Silent data corruption

Below is a slightly modified version of a post that I made to my high school batch mailing list. We were having a discussion about OS vulnerabilities and the importance of making backups.

--------------------------------------

Years ago, I was a full time database administrator. If there is an unforgivable sin in database administration, it is losing data. Database performance may be slow... that's okay, that's fixable. But if I lose data, I should probably be making sure that my resume is up to date. :)

And so I tried to learn everything I can about database backup and data protection. Full backup, incremental backup, cold backup, hot backup, replication, standby databases, mirroring disks, breaking the mirrors, hardware raid, software raid, volume managers, hot spares, etc. I made sure I studied and practiced everything until I was satisfied that I knew what I needed to know. But not only that, I also made sure that I knew how to recover in case of disaster. I would occasionally take some of my backup and try to do a restore just to make sure that I can really recover should there be a need to do so. To put things in perspective, I was dealing with a database that was approaching 2 terabytes in size so this was not a case of simple backup/recovery scenario.

But as one of us pointed out, disks fail. If one of my disks should fail, my hope was that it would fail in an unmistakable way. I hoped that if a disk failed, the other parts of the system would know in an unmistakable way (like an I/O failure) such that the safeguards that we put in place (like hot spares) would kick in. If this kind of failure happened, we can deal with it and we would know how to fix it.

But what kept me up at night was the thought that there is a possibility that at one point in time, my data has experienced what we call silent corruption. This can happen with hard disks. But it does not stop there. Silent corruption can also happen when you have a hard disk controller failure. I can also imagine that there could be bugs with device drivers. I also know that some disks have firmware and that, too, can be a source of problems. Again, if these errors result in a clear I/O error, then that's the best thing that could ever happen because then, we would know that there is a problem and we could deal with it. But what if it is an undetected error? And what if it goes undetected for a long period of time?
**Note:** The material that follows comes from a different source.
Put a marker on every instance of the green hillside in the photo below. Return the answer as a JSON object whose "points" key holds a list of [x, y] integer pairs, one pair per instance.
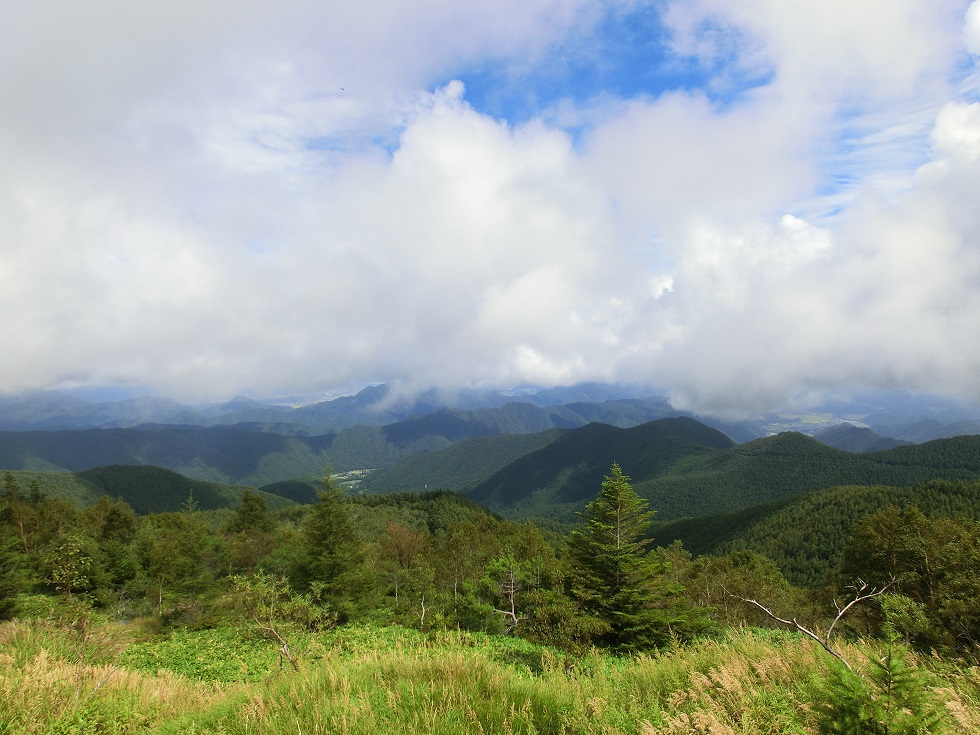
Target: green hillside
{"points": [[686, 469], [147, 489], [556, 480], [456, 467], [806, 534]]}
So if my database had a silent corruption, how do I know when it happened? How do I know which of my backups is good? A silent corruption could mean that all my backups are useless because it is possible that the problem is older than my oldest backup. Sure, there are database utilities to verify a database for inconsistencies but when does one run these utilities against a 2TB database? Before I do a backup? How long will that take? Will it fit into the backup window?

Anyway, enough with databases. The problem with silent data corruption is obviously not unique to databases. It is a problem that can happen with any type of data.

So how does one safeguard against this type of problem? There could be other ways but one way is to use Solaris with ZFS. :-) ZFS has self healing features (look at slides 13-15). There's also a screencast demo here

Some web sites like strongspace are already using it even before its official release.

How stable is it considering that it is not even officially released? Read this blog from the lead test engineer:

Testing ZFS reminds me of when I was working for IBM at NASA on the Space Shuttle Flight Software Project....
And here's one more from another test engineer.
All in all, this means that we put our code through more abuse in about 20 seconds than most users will see in a lifetime. We run this test suite every night as part of our nightly testing, as well as when we're developing code in our private workspaces. And it obeys Bill's first law of test suites: the effectiveness of a test suite is directly proportional to its ease of use. We simply just type "ztest" and off it goes.

For those who want to learn more, here is a good starting point. ZFS home page is here.

Saturday, June 03, 2006

Hello world

My name is James Foronda. I work for Sun Microsystems' US Data Center Solutions - Enterprise Migration practice.